Elektronische Dokumentation der organisierten Krebsfrüherkennungsprogramme startet ab Oktober

17.09.2020 - Untersuchungen im Zusammenhang mit den organisierten Früherkennungsprogrammen Gebärmutterhalskrebs und Darmkrebs müssen ab 1. Oktober elektronisch dokumentiert werden. Die KBV unterstützt die an den Programmen beteiligten Ärzte mit zwei Praxisinformationen, die die wesentlichen Infos zur Dokumentation zusammenfassen.

Dokumentation ermöglicht Evaluation der Programme

Die Vorgaben zur Dokumentation sind in der organisierten Krebsfrüherkennungs-Richtlinie festgehalten. Mithilfe der zu dokumentierenden Daten soll die Qualität der Programme analysiert und das Programm zukünftig weiterentwickelt werden.

Nach der gesetzlichen Regelung sollen in die Evaluation unter anderem folgende Daten einfließen: die Teilnahmeraten, das Auftreten von Intervallkarzinomen, der Anteil falsch positiver Diagnosen und die Sterblichkeit an der betreffenden Krebserkrankung.
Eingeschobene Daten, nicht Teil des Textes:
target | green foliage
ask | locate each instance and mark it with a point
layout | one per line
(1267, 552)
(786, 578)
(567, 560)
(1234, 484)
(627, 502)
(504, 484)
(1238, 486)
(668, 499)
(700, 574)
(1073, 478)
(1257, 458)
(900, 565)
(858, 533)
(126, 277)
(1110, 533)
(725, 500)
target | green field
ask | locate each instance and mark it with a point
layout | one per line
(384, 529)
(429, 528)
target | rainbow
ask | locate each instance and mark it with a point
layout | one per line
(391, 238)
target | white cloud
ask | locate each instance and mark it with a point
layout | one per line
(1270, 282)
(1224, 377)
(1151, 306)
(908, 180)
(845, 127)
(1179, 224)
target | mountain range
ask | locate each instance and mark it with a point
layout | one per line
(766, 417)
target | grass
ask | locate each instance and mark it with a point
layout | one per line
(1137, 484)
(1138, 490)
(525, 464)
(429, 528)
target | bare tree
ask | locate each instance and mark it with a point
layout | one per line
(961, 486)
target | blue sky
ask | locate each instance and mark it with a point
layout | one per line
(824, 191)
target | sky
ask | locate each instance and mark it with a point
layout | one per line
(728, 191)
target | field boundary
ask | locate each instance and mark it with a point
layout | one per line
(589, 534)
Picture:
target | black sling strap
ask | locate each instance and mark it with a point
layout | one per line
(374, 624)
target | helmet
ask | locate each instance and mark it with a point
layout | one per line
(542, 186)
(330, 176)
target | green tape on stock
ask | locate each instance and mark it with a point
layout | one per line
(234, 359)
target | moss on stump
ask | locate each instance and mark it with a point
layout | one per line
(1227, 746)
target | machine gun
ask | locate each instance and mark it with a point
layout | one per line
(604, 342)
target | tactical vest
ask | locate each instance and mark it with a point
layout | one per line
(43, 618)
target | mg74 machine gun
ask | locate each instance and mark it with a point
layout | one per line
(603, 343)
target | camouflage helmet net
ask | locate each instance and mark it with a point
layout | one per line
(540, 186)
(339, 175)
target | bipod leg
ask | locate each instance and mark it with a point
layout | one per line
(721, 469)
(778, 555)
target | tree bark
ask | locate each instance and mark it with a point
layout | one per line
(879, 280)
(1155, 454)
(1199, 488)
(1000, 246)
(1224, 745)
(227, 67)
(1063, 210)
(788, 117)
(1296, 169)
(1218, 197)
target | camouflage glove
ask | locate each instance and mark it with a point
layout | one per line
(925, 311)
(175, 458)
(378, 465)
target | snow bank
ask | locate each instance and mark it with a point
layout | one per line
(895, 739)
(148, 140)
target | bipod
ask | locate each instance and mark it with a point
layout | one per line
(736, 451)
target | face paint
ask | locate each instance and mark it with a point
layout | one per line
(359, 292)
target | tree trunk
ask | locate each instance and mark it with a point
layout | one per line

Darüber hinaus werden im Zervixkarzinom-Früherkennungsprogramm etwa Resultate des HPV-Tests oder Befundverteilungen der Zytologie in die Evaluation einbezogen. Beim Darmkrebs-Früherkennungsprogramm sind es beispielsweise Angaben zum verwendeten iFOB-Test oder Koloskopie-Ergebnisse.

Praxisinformationen mit allen wesentlichen Infos

Um die Ärzte bei der elektronischen Dokumentation zu unterstützen, stellt die KBV auf ihrer Internetseite Praxisinformationen zu den beiden Früherkennungsprogrammen zum Download zur Verfügung, die alle wesentlichen Informationen übersichtlich aufführen.

Das Screeningprogramm zur Früherkennung von Darmkrebs ist bereits im April 2019 gestartet, das zur Früherkennung von Zervixkarzinomen folgte am 1. Januar 2020. An diesem Datum sollte ursprünglich auch die elektronische Dokumentation beginnen. Der Start wurde aber vom Gemeinsamen Bundesausschuss (G-BA) aus technischen Gründen auf den 1. Oktober verschoben.

Dokumentation ist Voraussetzung für die Abrechnung

Künftig können die Früherkennungs- und Abklärungsuntersuchungen nur bei erfüllten Dokumentationsvorgaben zulasten der gesetzlichen Krankenkassen abgerechnet werden.

Kassenärztliche Vereinigungen als Datenannahmestelle

Praxen schicken die von ihnen zu erhebenden Daten an die jeweiligen Kassenärztlichen Vereinigungen, die als Datenannahmestelle fungieren. Diese leiten die Daten dann zur Pseudonymisierung an eine unabhängige Vertrauensstelle weiter. So sind keine Rückschlüsse auf eine bestimmte Person möglich.

Versicherte können der Speicherung und verschlüsselten Auswertung ihrer Daten ohne Angabe von Gründen widersprechen. Die von den Praxen dokumentierten Daten werden in diesem Fall durch eine Interaktion von Vertrauensstelle und einer Widerspruchsstelle der Evaluation entzogen.